BY KOBI AZOULAY
The Republican party is dividing, and House Speaker John Boehner’s announcement that he will be resigning from Congress at the end of October is a sign of how deeply divided it is.
In recent months, Boehner has been critical of his Republican colleagues who try to push their agenda with no chance for success.
“The Bible says beware of false prophets,” Boehner said. “There are people out there, you know, spreading noise about how much can get done. I mean this whole notion that we’re going to shut down the government to get rid of Obamacare in 2013—this plan never had a chance.”
Despite this, Republican presidential candidate Ted Cruz was one of the most vocal congressmen urging a government shutdown in 2013, and this year he tried to again.
“Now is the time for Congress to act and actually end taxpayer funding for Planned Parenthood,” Cruz said.
As recently as last week, he planned on openly defying his party’s leadership to do everything he could in order to get Planned Parenthood defunded, even if it meant shutting down the government.
When the Speaker of the House cannot lead his party’s decision making, it reveals the inner turmoil within the party.
A Quinnipiac poll on shutting down the government over Planned Parenthood funding revealed a divide in the Republican Party, as well. While 56 percent of Republicans opposed the idea, more than a third supported it at 36 percent.
At first glance, this may seem like a simple difference of opinion. Disagreement is common, even necessary, within political parties. It’s the strongly-worded statements that Republican politicians are using against each other that give the poll more meaning.
Republican Congressman Peter King said that Boehner’s resignation as some Republicans were attempting to shut down the government was proof that “the crazies have taken over the party.”

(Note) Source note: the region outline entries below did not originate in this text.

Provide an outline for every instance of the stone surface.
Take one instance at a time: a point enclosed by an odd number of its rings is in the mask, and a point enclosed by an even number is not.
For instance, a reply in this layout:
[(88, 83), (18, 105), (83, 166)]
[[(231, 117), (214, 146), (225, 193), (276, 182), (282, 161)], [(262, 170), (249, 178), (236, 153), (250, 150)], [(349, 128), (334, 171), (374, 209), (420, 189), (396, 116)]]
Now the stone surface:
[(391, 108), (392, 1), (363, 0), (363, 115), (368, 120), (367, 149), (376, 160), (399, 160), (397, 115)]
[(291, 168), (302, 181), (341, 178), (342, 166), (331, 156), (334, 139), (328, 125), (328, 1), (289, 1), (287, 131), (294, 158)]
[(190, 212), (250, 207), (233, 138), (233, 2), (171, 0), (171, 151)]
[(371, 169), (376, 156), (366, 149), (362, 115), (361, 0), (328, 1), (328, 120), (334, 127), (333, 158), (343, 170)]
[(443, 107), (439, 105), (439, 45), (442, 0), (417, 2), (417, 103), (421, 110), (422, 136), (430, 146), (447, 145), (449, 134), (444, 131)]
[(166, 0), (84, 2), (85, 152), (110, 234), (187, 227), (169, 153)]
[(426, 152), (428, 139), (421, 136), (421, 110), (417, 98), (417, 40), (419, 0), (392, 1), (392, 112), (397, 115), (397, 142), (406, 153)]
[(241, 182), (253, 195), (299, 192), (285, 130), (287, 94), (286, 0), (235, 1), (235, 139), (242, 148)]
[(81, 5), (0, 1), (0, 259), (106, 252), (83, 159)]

When Republican presidential candidate Marco Rubio announced news of Boehner’s resignation at the Values Voter Summit, he was met by a standing ovation.
You know there is a problem when conservatives get ecstatic over the resignation of the guy who helped cut federal spending projections over the next 10 years by $5 trillion.
It is obvious that some bad blood is forming among Republicans; they are treating each other the same way they would typically be treating Democrats.
The divide extends into the Republican Primary.
Donald Trump, Ben Carson and Carly Fiorina are at the top of an NBC/Wall Street Journal poll, garnering a combined 52 percent support. None of the three have held political office and all of them are gaining support from the side of the party that’s getting tired of career politicians, like John Boehner.
They don’t want to work with Democrats, or even the Republicans who know that compromise is necessary. They want to do everything they can to get their ideas enacted into law no matter the cost.
That kind of heavy-handedness is the party’s biggest weakness right now.
In order to further their agenda, Republicans need to work together. They don’t have to have the same opinions, but coordinating their direction is necessary to keep the party organized and together. This civil war within the party only makes them look bad.
Patty Miller, President of Salisbury’s College Republicans club, agrees that Ted Cruz’s strategy is a bad idea for the party.
“I don’t think that’s the action that leaders should take,” Miller said. “You have to take in other opinions and compromise.”
Even though Miller acknowledges that the divide appears to be growing because of far-right hate towards John Boehner and towards Washington in general, she thinks that it’s mostly driven by the media.
“The media is really trying to pull out the controversial things that they’re saying,” Miller said.
It’s true that the media tends to play up stories, but that doesn’t change the things that politicians say and do. John Boehner is still resigning due to his differences with the right-wing of the party and Ted Cruz is still trying to build up support for a government shutdown over Planned Parenthood funding.
Miller does concede that, “With the elections coming up people tend to become nastier.”
Combine the disagreement among Republicans in Congress with the anti-Washington movement in the 2016 election and you have a Republican Party that appears to be dividing.
Only time will tell just how deep it will go.